Günümüzde Âşıklık Geleneği

   Âşıklık geleneği, kökü eskilere dayanan bir gelenektir. Eski Türklerde, halk şairlerin izlerini birtakım törenlerde görmekteyiz. Askeri nitelikte şölenlerde, devletin ileri gelenlerinin katıldığı avlar için düzenlenen törenlerde(sığır) ve ölü gömme törenlerinde(yuğ) törenlerin idarecisi olarak Baksılar bulunurdu.[1]
İlk Türk edebiyatı olarak incelediğimiz sözlü kaynaklara dayanan edebiyatımızda Kam, Baksı ismini verdiğimiz sanatçılar âşıklık geleneğinin temelini oluştururlar. Bu kimseler ellerinde çaldıkları kopuzlarla kır, çayır, yurt gezerek halkı eğlendirip diğer insanlardan haberler verirlerdi.

   Bu gelenek yüzyıllar boyunca devam ederek Halk edebiyatı içinde yerini almış ve günümüzde de hala varlığını sürdürmektedir. Mamafih günümüzde artık eskisi gibi âşıkların köy köy, kasaba kasaba dolaşıp şiirlerini terennüm ettiklerini söyleyemiyoruz.

   Günümüzde âşıklık geleneği birkaç kurumun yaptığı âşıklar bayramlarından başka, TV programlarında sürdürülür olmuştur. Ancak teknolojik koşulların hızla gelişmesi ve Batı kültürünün etkisiyle yeni TV programlarında, öz kültürümüz olan Halk şirinin yerini rap, pop diye adlandırılan yeni müzik türleri almıştır. Bu türlerin varlığı bir kültürel zenginliktir ancak onlara daha fazla yer vermek için âşıklarımıza verilen önemin azalması, âşıklarımıza yapılan bir haksızlık olduğunu düşünmekteyim.

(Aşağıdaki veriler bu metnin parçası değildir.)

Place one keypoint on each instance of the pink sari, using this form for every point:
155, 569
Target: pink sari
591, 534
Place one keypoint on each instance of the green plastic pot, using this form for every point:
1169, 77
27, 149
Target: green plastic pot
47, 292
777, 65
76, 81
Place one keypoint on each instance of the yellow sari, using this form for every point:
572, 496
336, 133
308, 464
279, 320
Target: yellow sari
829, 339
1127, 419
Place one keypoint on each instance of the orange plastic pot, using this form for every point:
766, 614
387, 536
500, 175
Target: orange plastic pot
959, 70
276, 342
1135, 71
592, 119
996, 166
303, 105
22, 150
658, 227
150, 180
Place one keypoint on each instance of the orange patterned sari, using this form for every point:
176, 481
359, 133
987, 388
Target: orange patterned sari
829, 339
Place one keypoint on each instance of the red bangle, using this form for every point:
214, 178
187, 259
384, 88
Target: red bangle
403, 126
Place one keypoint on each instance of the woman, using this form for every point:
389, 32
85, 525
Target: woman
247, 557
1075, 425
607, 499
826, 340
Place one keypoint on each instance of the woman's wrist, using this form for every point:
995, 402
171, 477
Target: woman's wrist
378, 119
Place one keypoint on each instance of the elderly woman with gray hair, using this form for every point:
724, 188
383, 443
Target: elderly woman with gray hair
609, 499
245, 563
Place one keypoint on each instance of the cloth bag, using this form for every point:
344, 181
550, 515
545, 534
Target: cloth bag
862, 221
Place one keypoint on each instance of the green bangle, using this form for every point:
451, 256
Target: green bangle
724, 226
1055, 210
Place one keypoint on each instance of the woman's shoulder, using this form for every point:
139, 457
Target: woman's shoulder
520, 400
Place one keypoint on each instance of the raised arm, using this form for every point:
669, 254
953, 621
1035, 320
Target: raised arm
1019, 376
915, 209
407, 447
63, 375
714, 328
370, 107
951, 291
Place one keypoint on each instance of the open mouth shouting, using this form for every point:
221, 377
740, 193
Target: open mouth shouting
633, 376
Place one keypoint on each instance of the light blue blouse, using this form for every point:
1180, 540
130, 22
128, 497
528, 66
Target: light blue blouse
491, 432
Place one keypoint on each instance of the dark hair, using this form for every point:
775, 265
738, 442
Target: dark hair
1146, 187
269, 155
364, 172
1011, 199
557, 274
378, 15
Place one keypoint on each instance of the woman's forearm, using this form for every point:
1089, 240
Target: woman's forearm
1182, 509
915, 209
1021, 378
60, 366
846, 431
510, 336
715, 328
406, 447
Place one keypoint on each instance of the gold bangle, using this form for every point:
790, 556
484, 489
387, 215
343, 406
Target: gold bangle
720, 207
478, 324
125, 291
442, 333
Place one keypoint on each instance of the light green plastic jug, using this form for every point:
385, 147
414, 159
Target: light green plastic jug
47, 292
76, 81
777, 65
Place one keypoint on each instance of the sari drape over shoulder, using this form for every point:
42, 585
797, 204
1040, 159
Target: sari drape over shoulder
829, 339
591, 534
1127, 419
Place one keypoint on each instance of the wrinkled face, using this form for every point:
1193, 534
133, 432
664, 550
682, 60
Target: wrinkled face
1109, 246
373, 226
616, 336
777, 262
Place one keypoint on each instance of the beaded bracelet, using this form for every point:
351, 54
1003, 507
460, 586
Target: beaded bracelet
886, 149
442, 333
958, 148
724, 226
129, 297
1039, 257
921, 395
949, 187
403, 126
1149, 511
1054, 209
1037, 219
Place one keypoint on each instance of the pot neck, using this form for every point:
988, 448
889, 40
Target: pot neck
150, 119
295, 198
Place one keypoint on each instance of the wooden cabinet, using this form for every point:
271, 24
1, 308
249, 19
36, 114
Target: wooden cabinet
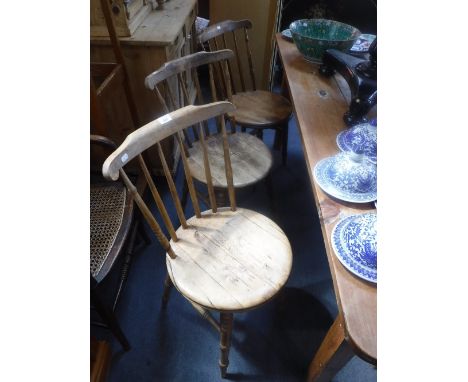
127, 16
162, 36
264, 17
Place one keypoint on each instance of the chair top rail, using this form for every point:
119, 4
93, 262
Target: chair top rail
221, 28
185, 63
158, 129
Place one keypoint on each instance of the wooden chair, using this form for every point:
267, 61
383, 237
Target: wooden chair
251, 159
113, 230
258, 109
225, 259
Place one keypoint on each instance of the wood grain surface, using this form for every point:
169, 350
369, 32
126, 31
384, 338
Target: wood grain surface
319, 104
251, 160
160, 28
260, 108
231, 260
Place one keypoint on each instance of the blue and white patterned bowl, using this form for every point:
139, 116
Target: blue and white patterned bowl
354, 240
348, 176
361, 138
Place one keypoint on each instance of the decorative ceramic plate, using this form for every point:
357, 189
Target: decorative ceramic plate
348, 177
287, 34
354, 240
361, 138
363, 43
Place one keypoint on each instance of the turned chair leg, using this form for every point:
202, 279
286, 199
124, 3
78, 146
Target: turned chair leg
284, 142
269, 187
184, 194
167, 290
226, 320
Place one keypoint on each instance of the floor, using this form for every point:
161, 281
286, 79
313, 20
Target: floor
272, 343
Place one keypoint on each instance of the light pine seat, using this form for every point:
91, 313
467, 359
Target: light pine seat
251, 160
225, 259
231, 260
258, 109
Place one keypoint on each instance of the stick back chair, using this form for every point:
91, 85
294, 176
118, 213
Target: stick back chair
258, 109
226, 259
251, 160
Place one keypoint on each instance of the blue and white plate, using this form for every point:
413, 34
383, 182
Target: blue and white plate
354, 240
361, 138
363, 43
347, 176
287, 34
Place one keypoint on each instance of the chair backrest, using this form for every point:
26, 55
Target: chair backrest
152, 133
173, 78
216, 37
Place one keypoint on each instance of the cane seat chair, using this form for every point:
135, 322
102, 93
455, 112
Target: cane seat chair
112, 234
225, 259
258, 109
251, 159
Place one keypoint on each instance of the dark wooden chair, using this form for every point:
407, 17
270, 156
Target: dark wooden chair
113, 230
225, 259
258, 109
251, 159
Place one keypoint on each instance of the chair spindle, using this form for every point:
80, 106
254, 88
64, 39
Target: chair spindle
172, 187
228, 167
231, 83
249, 55
206, 162
147, 214
188, 177
200, 98
157, 198
239, 64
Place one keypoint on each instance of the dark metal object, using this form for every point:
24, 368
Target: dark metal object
107, 315
360, 72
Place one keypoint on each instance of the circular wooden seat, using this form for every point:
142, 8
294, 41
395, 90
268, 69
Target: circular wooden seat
260, 108
251, 160
230, 261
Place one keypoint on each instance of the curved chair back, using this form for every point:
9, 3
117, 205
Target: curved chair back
151, 134
225, 35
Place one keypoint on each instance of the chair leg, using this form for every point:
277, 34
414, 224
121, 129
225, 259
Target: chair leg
284, 143
184, 194
167, 290
278, 137
126, 264
259, 133
226, 320
269, 187
143, 234
109, 318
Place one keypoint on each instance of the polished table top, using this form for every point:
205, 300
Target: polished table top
319, 104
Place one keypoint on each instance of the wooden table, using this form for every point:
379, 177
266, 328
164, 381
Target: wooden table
319, 104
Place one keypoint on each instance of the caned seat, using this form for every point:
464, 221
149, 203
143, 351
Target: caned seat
251, 160
257, 109
231, 260
225, 259
111, 209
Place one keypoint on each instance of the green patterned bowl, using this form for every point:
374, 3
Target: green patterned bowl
314, 36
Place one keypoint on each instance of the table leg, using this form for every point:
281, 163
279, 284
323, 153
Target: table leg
334, 352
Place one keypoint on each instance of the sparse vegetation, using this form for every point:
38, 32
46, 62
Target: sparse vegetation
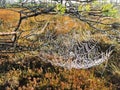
30, 70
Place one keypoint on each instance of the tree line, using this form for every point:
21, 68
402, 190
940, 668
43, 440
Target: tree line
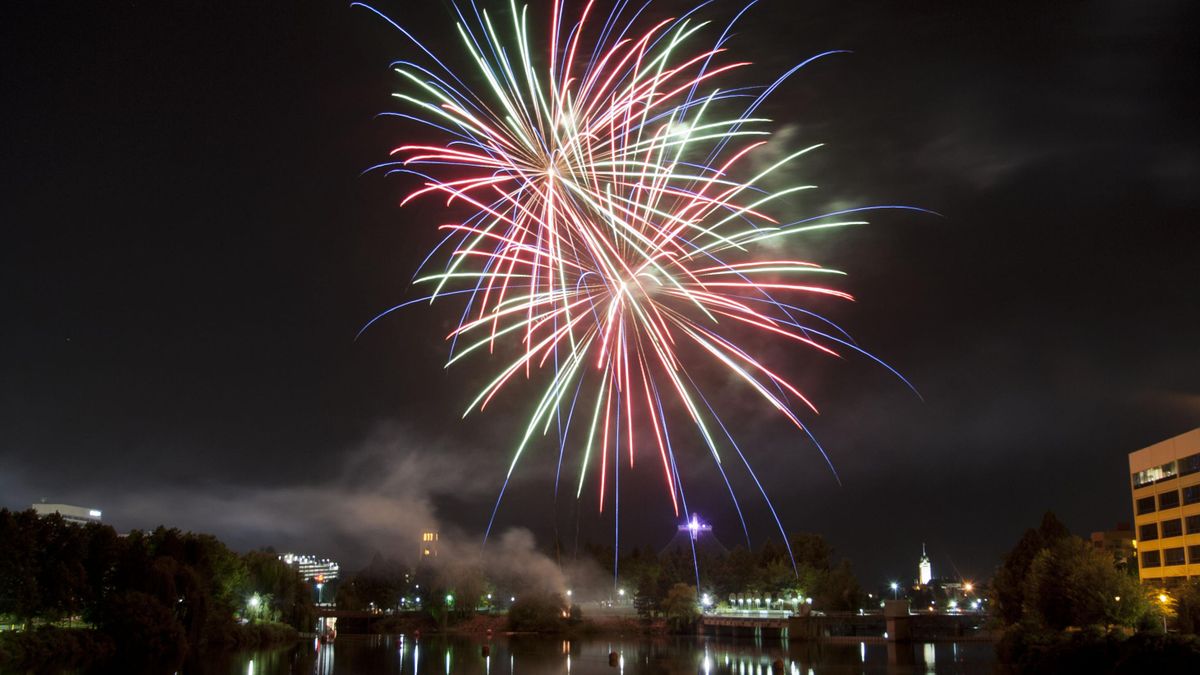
161, 592
1065, 605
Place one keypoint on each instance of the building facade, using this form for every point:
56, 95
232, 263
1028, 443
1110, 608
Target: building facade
1165, 487
924, 568
78, 515
429, 544
312, 568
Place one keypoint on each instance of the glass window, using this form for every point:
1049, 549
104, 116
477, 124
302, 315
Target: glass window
1153, 475
1173, 527
1189, 464
1173, 556
1192, 494
1169, 500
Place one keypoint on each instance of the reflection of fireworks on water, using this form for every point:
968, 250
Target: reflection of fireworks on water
613, 231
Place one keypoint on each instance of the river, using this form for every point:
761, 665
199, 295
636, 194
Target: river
521, 655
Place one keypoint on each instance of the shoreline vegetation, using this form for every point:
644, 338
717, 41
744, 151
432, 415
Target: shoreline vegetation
81, 595
1063, 605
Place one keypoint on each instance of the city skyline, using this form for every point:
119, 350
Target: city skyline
192, 250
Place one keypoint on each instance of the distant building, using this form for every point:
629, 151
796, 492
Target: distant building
924, 568
1165, 487
429, 544
695, 535
1117, 542
312, 568
78, 515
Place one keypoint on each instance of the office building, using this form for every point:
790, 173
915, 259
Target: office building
429, 544
924, 568
77, 515
312, 568
1165, 485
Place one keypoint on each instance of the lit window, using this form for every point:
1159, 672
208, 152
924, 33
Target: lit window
1173, 556
1192, 495
1189, 465
1153, 475
1169, 500
1173, 527
1193, 523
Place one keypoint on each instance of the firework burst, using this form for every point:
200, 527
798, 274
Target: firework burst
616, 221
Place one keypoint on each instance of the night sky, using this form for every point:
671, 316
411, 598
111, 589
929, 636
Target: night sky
190, 248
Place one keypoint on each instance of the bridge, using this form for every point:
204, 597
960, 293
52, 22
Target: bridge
877, 626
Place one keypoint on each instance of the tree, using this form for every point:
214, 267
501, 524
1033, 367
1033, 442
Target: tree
681, 608
647, 597
1187, 607
1055, 580
1008, 585
19, 592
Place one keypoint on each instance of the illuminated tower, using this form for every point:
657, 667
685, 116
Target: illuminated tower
925, 571
429, 544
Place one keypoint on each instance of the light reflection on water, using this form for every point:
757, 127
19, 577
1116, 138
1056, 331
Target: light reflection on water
527, 655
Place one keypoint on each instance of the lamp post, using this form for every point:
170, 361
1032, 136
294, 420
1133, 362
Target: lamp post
1163, 599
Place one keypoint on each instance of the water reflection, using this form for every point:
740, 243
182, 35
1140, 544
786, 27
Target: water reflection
400, 655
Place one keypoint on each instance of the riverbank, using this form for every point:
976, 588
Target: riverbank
1098, 651
49, 647
497, 625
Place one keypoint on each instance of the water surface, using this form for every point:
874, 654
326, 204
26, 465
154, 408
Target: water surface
519, 655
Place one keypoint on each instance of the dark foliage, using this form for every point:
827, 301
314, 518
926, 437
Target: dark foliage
538, 611
151, 595
1096, 651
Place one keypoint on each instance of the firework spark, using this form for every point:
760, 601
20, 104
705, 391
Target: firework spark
613, 231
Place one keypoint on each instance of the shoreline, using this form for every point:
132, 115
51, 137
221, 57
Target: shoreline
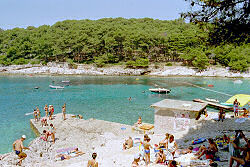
106, 138
90, 70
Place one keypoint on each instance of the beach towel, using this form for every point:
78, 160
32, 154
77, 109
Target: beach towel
240, 120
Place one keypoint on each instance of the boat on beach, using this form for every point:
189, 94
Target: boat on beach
159, 90
212, 100
56, 87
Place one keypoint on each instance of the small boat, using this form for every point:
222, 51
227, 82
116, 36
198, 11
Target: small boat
56, 87
212, 100
159, 90
66, 82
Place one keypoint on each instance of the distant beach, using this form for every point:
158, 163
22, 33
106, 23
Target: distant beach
85, 69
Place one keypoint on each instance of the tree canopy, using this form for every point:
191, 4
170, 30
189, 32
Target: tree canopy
133, 42
229, 19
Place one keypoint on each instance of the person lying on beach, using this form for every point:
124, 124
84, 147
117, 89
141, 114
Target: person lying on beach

   Günümüzde sayıları yüzlerce olan âşıklarımızdan, sadece birkaçının ön plana çıkarılması ise ayrı bir medya dayatması olduğunu belirtmekte yarar var. Eskisi gibi âşıklık diyar diyar gezmekle olmadığı için TV kanalları hangi âşıklara yer verirse onlar halk katında ön plana çıkmakta ve âşıklık geleneği bu kişilerden ibaret sayılmaktadır. Burada isim vermeyeceğim ama âşıklık geleneği halkın bildiği ve dinlemek zorunda kaldığı birkaç şairden ibaret olmadığını belirtmek isterim. Anadolu’nun ücra’ köşelerinde sessiz sedasız sanatını yapmaya mahkûm olan ve birer kültür mirası şeklinde olan bu insanların sayısının hiç de azımsanamayacak kadar çok olduğunu belirtmek isterim.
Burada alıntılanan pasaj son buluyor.